One caveat attached to the use of Big Data, she advised, is that it can only show associations.
“By itself, Big Data cannot establish causation,” she said. “In addition, if surgeons do not measure or record an observation, it cannot be analyzed or controlled for.”
Further, she said, clinical insight is needed to interpret data and any findings.
“Without the clinical insight into my own patients’ reluctance to return for follow-up after cataract surgery, I might have a hard time interpreting the poor follow-up of cataract surgery patients,” she said.
Dr. Coleman underscored the importance of ophthalmologists recognizing the impact of Big Data.
Dr. Coleman said ophthalmologists can use Big Data to improve care and compare their practices and surgeries with national benchmarks.

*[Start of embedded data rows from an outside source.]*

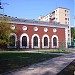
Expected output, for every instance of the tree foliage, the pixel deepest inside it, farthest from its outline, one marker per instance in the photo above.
(5, 30)
(73, 32)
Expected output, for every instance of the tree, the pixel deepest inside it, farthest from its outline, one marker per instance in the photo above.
(73, 32)
(5, 30)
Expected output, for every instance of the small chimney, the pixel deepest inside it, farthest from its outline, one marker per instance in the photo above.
(50, 20)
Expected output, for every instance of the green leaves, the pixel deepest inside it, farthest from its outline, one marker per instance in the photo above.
(5, 30)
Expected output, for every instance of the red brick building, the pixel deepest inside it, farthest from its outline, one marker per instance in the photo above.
(37, 34)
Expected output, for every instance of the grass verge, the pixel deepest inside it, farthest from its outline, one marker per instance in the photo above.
(14, 60)
(69, 70)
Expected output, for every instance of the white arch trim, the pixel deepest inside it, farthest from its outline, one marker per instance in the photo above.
(57, 41)
(15, 40)
(33, 41)
(43, 41)
(24, 34)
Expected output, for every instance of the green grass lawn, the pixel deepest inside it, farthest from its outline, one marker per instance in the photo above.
(52, 51)
(15, 60)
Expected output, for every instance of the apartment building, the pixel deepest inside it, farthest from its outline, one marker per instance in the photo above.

“This knowledge can lead to our becoming better and better, which is desired. Data breaches are problematic,” she said. “In the Iris Registry, the vendor is HIPPA compliant and the data are encrypted to minimize security breaches.”
Big Data is an analytic tool that should be complemented with other large cohort studies and randomized clinical trials, she said. It can also give new ideas for future research while helping to find subjects for those trials, she said.
“Big Data will continue to get bigger and bigger,” she said. “The discoveries made with the Iris Registry will help improve care and decrease the rate of endophthalmitis in the future. Knowledge is power and Big Data will give us knowledge.”